Updating to Pyspark 3.3.1 and Python 3.10
ImportError: cannot import name PickleSerializer
Recently revisited updating the M1 Macbook Air to use the latest version of Pyspark and Python 3.10. Ran into some issues with Delta Table references and tests which were resolved when updating the delta-spark
package to the latest version.
pip install delta-spark==2.2.0
The subsequent tests were failing with:
ImportError: cannot import name PickleSerializer
This was coming from this import:
from pyspark import PickleSerializer, MarshalSerializer
I was able to look at the definition of the MarshalSerializer
under serializers.py
class PickleSerializer(FramedSerializer):
"""
Serializes objects using Python's pickle serializer:
http://docs.python.org/2/library/pickle.html
This serializer supports nearly any Python object, but may
not be as fast as more specialized serializers.
"""
def dumps(self, obj):
return pickle.dumps(obj, pickle_protocol)
def loads(self, obj, encoding="bytes"):
return pickle.loads(obj, encoding=encoding)

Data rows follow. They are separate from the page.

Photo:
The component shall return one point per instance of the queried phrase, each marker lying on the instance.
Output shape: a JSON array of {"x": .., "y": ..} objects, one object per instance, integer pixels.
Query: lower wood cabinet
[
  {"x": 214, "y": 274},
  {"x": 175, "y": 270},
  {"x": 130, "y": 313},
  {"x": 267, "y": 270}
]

Looks like PickleSerializers
is defined. Looking at line 353
:
if sys.version_info < (3, 8):
CPickleSerializer = PickleSerializer
else:
CPickleSerializer = CloudPickleSerializer
Looks like versions of python below 3.8 use PickleSerializer
and those above use CloudPickleSerializer
.
Updated the one test and it now succeeds.
Looks like the default serializer is now CloudPickleSerializer
.
"""
PySpark supports custom serializers for transferring data; this can improve
performance.
By default, PySpark uses :class:`CloudPickleSerializer` to serialize objects using Python's
`cPickle` serializer, which can serialize nearly any Python object.
Other serializers, like :class:`MarshalSerializer`, support fewer datatypes but can be
faster.
"""
TODO: Look at performance tuning with different serializers.